Mesmo que sejamos pessoas conscientes dessas expectativas e que não sejamos
adeptas da escravidão aos estereótipos sociais, sofremos uma forte influência
dos mesmos em nossas vidas, muito mais do que podemos perceber.
Não ser adepto ao
estereótipo também não significa dever abandonar a si mesmo a própria sorte. É
visível a necessidade de cuidarmos bem de nós mesmos para envelhecermos com
qualidade. Cuidar da alimentação, cuidar do corpo e da alma, ou seja, ser
responsável por cuidar de todos os aspectos da própria vida.
Porém, antes de
podermos escolher como queremos envelhecer precisamos aceitar a fatalidade do
envelhecimento. Negá-la ou ficar obcecada por ela são dois lados de uma mesma
moeda de negligência ao próprio self.
Eliane Brum*,
jornalista, escritora e documentarista, comentando sobre o filme “Branca de
neve e o caçador” dirigido por Rupert Sanders, ressalta que a obra, olhando a
perspectiva da rainha má, é um conto de fadas para mulheres adultas.
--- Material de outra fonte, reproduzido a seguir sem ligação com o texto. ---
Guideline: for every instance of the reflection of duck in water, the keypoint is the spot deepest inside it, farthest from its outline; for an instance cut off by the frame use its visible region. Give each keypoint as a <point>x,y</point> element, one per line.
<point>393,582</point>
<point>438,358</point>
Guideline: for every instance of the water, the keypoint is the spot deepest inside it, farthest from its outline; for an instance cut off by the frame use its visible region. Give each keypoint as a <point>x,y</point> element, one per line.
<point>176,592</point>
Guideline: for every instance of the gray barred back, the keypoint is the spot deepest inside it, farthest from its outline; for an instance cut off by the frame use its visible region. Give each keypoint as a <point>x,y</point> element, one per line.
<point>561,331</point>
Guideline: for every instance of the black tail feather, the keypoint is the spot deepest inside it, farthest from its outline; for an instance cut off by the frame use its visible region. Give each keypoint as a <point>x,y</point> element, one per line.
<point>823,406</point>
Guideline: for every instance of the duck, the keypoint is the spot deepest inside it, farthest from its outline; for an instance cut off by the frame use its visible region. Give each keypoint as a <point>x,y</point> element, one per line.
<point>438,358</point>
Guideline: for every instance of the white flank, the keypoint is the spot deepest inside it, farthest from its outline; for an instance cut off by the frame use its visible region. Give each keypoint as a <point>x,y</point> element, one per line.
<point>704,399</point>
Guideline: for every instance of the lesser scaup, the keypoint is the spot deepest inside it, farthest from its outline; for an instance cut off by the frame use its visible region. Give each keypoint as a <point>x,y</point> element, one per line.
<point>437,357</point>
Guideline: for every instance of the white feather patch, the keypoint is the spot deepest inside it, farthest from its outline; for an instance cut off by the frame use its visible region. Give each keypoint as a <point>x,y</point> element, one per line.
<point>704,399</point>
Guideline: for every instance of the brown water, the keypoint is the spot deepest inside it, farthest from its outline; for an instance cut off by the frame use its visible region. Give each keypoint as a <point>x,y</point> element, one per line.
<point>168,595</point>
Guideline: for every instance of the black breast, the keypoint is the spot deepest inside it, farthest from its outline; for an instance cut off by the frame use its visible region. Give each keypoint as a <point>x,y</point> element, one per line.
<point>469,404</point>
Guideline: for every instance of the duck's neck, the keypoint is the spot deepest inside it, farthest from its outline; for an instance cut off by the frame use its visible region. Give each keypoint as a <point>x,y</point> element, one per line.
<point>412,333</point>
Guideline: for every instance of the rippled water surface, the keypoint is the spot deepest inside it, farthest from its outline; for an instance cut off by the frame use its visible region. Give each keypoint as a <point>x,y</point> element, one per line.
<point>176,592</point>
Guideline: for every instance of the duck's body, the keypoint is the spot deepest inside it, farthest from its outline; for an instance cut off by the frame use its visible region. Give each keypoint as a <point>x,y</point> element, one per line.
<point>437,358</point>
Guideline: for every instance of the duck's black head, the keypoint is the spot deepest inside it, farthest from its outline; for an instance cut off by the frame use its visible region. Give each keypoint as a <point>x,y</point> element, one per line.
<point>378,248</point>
Obcecada
por não envelhecer, a vilã rouba a beleza e juventude das adolescentes, com
crueldade. No filme, a justificativa passa pelas decepções amorosas, no
entanto, sua vida continua tão miserável quanto antes, pois na tentativa de não
sentir ela também deixa de viver e de ter um verdadeiro encontro com o outro.
Mulheres como a rainha
má ficam demasiadamente enfocadas em sua própria inveja sobre o que as outras
têm e esquecem de desenvolver o próprio potencial. O foco fica no outro e não
em si mesmas. Dessa forma, a vida passa sem ser sentida.
Outra questão
importante que fica bem escondida detrás do incômodo pelo envelhecer é o
enfrentamento cara a cara com a própria finitude. Morte: fim da vida, não ter mais
oportunidades para realizar os sonhos e projetos que tínhamos planejado.
Mas talvez tão ruim ou
pior que a “morte morrida”, é a morte em vida. Estar vivo-morto é um jeito
auto-boicotador que encontramos para não sairmos das lealdades invisíveis aos
nossos padrões familiares. Lealdades podem se tornar gaiolas com portas
fechadas. Mesmo num descuido do dono, se a porta fica aberta, o passarinho não
aprendeu a voar e acha muito arriscada a vida lá fora, prefere voltar para
dentro da gaiola**. Estar vivo-morto é não ter a coragem de SER o que
gostaríamos, de viver nosso desejo, é não se permitir abandonar a gaiola, mesmo quando não mais nos identificamos com ela.
No filme “Ao
entardecer” dirigido por Lajos Koltai, a protagonista Ann Lord, já doente e
acamada, relembra momentos de seu passado, incomodada pelo que deixou de viver
há cinquenta anos atrás. Chegar ao final da vida e se deparar com sua vida não
vivida*** e lamentar por não ter aproveitado certas oportunidades, é no mínimo
muito triste. Numa perspectiva mais positiva, escolher conscientemente nos faz
aceitar melhor nossa vida não vivida. Escolher inconscientemente nos deixa a
sensação de eterna falta e débito com o não vivido.
Para não chegarmos a
tal ponto, precisamos investir no nosso processo de envelhe-SER. Este
investimento requer busca de coerência entre pensamento, sentimento e ação,
ou seja, agir conforme sentimos e pensamos. Esta coerência alimenta nossa
auto-estima e por consequência gostamos mais de nós mesmos, fazendo assim com
que envelheçamos saudavelmente.
De fato eu gosto de
envelhecer porque quanto mais vivo, mais vou aprendendo com a vida. Quanto mais
vivências tenho, mais vou experimentando a arte de me tornar cada vez mais
coerente comigo mesma, com meus valores, com minha ética.
As rugas no nosso rosto
são sinais dos sorrisos que sorrimos e também são marcas das lágrimas que
choramos. São as marcas do vivido. Nosso corpo é marcado o tempo todo pelas
nossas vivências. Querer impedir que elas apareçam é pedir para a vida parar.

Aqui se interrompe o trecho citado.